Rutilio se presenta. Sin nada decirnos de sí, fuera del ser de Sena y de su profesión, maestro de danzar, va directamente a la historia que justifica lo que va a contar. Maestro de danzar de una joven que ha de casarse con un caballero florentín, se escapa con ella. El padre de la muchacha los hace prender y Rutilio es condenado a muerte por el juez.

Rutilio emprende el relato de sus desventuras, provocadas por su carácter lujurioso. Lo hace insistiendo en lo desventurado de sus actos y recordando constantemente su culpa y la de su cómplice.

Apartáronme en la prisión con los ya condenados a ella por otros delitos no tan honrados como el mío. Visitome en el calabozo una mujer, que decían estaba presa por fatucherie, que en castellano se llaman hechiceras, que la alcaidesa de la cárcel había hecho soltar de las prisiones y llevádola a su aposento8, a título de que con yerbas y palabras había de curar a una hija suya de una enfermedad que los médicos no acertaban a curarla.

Ahora en la cárcel, con otros condenados por delitos no tan honestos como el suyo, Rutilio recibe la visita de una mujer condenada por brujería que la alcaidesa de la cárcel había hecho soltar para que curara a su hija de una enfermedad que los médicos no conseguían sanar.

No sabremos porqué ni cómo la hechicera va a ver a Rutilio, no sabemos cómo se enteró de su presencia. No importa, Cervantes no va a preocuparse por esos detalles, lo que busca es llevar rápidamente al lector hasta la historia que va a narrar a continuación, sin demasiadas inverosimilitudes, pero sin explicaciones excesivas.
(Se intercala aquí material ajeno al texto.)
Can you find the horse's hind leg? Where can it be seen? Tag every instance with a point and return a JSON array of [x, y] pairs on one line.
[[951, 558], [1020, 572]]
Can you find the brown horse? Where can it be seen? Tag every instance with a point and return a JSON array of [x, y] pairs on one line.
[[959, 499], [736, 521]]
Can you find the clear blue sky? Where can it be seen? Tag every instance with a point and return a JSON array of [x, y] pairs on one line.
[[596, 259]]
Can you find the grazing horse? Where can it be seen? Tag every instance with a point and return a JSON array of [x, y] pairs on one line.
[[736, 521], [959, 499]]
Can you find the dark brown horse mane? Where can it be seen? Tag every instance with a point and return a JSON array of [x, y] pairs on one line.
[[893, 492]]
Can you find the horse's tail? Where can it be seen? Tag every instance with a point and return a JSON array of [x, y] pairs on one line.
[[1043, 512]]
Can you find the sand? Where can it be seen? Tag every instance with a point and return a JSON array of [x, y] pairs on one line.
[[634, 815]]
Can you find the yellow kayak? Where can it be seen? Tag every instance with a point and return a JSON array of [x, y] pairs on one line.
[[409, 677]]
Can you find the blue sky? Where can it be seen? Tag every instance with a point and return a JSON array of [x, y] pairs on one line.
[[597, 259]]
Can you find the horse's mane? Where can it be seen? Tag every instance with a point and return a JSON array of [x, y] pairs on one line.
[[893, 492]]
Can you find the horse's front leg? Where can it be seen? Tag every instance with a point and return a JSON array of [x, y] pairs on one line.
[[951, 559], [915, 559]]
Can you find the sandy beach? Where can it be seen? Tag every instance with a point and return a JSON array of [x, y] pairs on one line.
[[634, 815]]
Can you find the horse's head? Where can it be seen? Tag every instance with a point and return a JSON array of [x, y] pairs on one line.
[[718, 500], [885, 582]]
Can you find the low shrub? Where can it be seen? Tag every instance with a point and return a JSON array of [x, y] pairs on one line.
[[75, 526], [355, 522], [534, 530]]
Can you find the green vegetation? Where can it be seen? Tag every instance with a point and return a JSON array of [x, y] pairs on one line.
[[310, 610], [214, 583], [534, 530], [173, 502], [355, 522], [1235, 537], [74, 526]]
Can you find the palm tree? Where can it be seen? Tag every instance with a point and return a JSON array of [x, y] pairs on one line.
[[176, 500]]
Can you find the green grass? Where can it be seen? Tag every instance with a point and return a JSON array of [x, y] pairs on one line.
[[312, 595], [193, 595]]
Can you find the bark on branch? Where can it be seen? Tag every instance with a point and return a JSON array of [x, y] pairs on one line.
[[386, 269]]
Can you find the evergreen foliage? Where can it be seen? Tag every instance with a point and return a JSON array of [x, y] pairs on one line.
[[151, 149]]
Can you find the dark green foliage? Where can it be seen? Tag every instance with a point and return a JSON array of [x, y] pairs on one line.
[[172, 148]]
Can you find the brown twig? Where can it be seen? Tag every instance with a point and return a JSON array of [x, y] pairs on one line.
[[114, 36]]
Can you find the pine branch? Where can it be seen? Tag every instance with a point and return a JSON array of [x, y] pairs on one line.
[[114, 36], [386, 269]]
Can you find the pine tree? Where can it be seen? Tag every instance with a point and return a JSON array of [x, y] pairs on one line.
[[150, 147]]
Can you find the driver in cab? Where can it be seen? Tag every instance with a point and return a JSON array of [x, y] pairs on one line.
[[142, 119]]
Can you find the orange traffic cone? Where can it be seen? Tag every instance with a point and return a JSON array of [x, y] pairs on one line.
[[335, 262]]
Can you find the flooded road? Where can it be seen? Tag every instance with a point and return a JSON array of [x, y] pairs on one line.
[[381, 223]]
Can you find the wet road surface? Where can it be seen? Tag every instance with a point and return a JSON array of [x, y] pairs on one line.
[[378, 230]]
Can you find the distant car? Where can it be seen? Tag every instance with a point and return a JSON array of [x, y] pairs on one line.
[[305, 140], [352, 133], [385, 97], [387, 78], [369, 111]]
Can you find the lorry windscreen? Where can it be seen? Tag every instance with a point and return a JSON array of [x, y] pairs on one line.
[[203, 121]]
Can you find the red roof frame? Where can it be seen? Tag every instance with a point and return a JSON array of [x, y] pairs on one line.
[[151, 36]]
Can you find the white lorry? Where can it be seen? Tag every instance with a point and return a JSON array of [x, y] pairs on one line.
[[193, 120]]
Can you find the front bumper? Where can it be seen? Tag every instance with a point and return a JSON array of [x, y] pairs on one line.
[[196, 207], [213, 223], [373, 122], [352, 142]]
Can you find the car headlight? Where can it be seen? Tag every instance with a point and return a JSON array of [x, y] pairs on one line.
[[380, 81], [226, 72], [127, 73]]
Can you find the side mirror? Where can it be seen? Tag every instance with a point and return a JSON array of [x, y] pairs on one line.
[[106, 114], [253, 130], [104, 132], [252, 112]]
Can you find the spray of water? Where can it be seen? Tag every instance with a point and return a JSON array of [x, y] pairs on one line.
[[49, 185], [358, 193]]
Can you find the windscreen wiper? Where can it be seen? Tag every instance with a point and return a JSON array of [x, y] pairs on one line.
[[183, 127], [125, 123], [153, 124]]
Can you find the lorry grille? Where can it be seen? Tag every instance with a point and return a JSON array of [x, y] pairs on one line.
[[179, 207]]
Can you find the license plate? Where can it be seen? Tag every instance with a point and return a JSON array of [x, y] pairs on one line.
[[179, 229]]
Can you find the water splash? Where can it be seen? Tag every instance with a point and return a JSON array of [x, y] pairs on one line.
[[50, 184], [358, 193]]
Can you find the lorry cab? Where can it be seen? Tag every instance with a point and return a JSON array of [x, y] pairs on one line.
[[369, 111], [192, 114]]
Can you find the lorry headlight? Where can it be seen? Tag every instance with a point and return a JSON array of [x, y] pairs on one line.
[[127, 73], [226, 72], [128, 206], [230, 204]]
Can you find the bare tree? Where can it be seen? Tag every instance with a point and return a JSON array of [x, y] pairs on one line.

Más tarde se verá que la Iglesia Católica enseñaba que no existían las hechiceras. Y, sin embargo, las mismas -la creencia en las mismas- estaba profundamente enraizada en la sociedad de la época, como lo vemos aquí, donde una alcaidesa de prisión recurre a una de ellas para que cure a su hija.
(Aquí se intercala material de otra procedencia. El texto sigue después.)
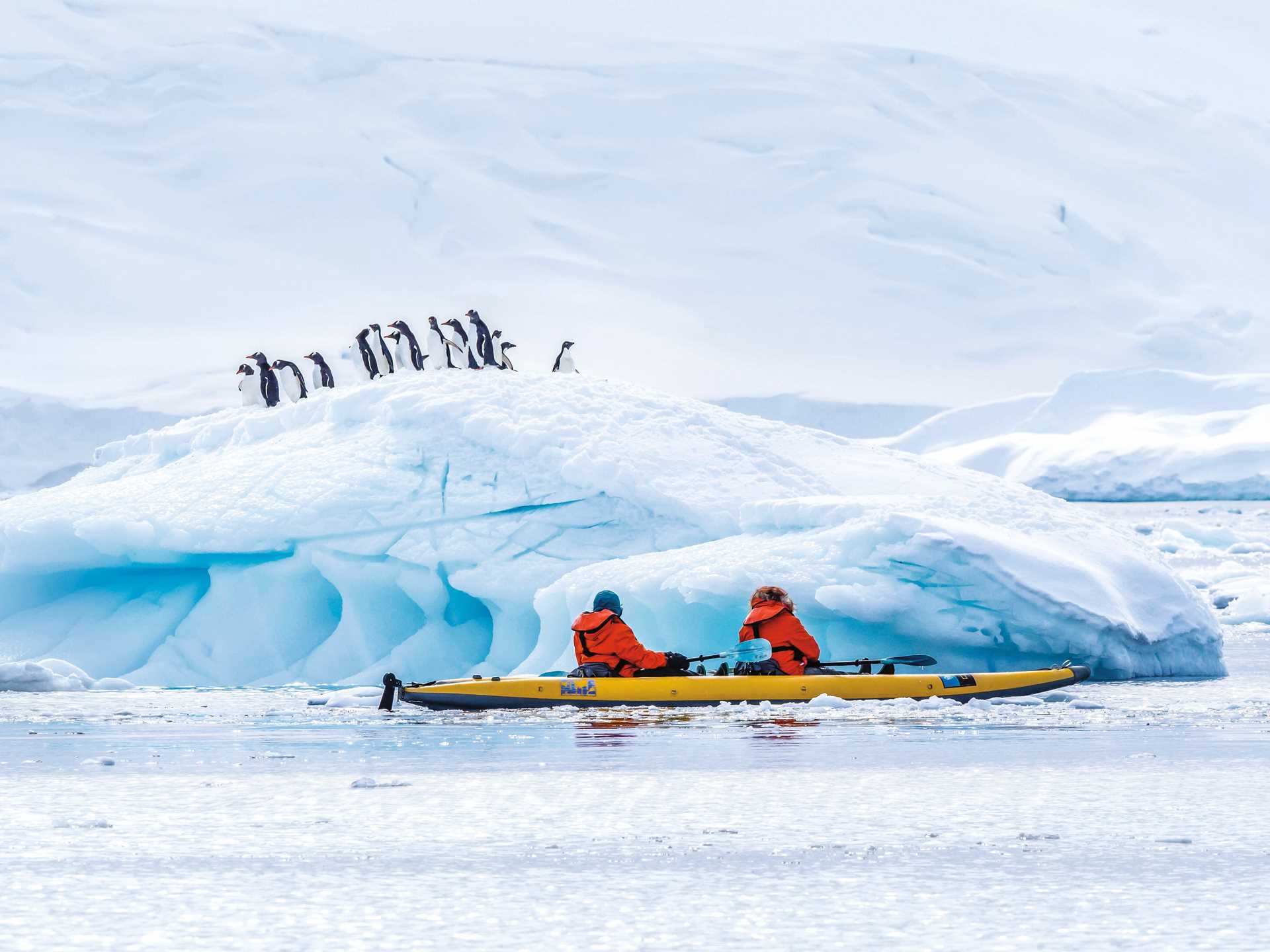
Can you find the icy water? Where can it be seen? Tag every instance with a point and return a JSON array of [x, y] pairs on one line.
[[1126, 815]]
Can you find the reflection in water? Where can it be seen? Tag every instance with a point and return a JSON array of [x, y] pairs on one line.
[[605, 731], [786, 729]]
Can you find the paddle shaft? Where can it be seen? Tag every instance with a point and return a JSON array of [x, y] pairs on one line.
[[913, 660]]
Finalmente, por abreviar mi historia, pues no hay razonamiento que, aunque sea bueno, siendo largo lo parezca, viéndome yo atado, y con el cordel a la garganta9, sentenciado al suplicio, sin orden ni esperanza de remedio, di el sí a lo que la hechicera me pidió, de ser su marido, si me sacaba de aquel trabajo. Díjome que no tuviese pena, que aquella misma noche del día que sucedió esta plática, ella rompería las cadenas y los cepos, y, a pesar de otro cualquier impedimento, me pondría en libertad, y en parte donde no me pudiesen ofender mis enemigos, aunque fuesen muchos y poderosos. Túvela, no por hechicera, sino por ángel que enviaba el cielo para mi remedio. Esperé la noche, y en la mitad de su silencio llegó a mí, y me dijo que asiese de la punta de una caña que me puso en la mano, diciéndome la siguiese. Turbeme algún tanto; pero como el interés era tan grande, moví los pies para seguirla, y hallelos sin grillos y sin cadenas, y las puertas de toda la prisión de par en par abiertas, y los prisioneros y guardas en profundísimo sueño sepultados.

Rutilio, por temor a la muerte, acepta casarse con la hechicera a cambio de que ésta lo saque de la cárcel. Durante la noche, la hechicera llega hasta Rutilio, le dice que coja la punta de una caña y que la siga. Rutilio se turba algún tanto, pero hace lo que le ordena la hechicera; sus pies están sin cadenas, las puertas de la prisión abiertas y prisioneros y guardas en profundísimo sueño sepultados.

Más tarde se recordará la posición de la Iglesia Católica, muy reticente, en la época en que se escribió el libro, a aceptar la existencia de las brujas, posición que Rutilio reclama como suya en repetidas ocasiones. En estas circunstancias, la frase Túvela no por hechicera (lo que era sin poder serlo), sino por ángel (lo que no era, pero hubiese podido ser, ya que la Iglesia reconoce su existencia) ilustra una forma de pensamiento frecuente en el creyente que parece creer dos cosas contradictorias al mismo tiempo, consiguiendo que coexistan sin conflicto aparente. En el siglo XVII la experiencia o lo factual no siempre sirve de base al creer.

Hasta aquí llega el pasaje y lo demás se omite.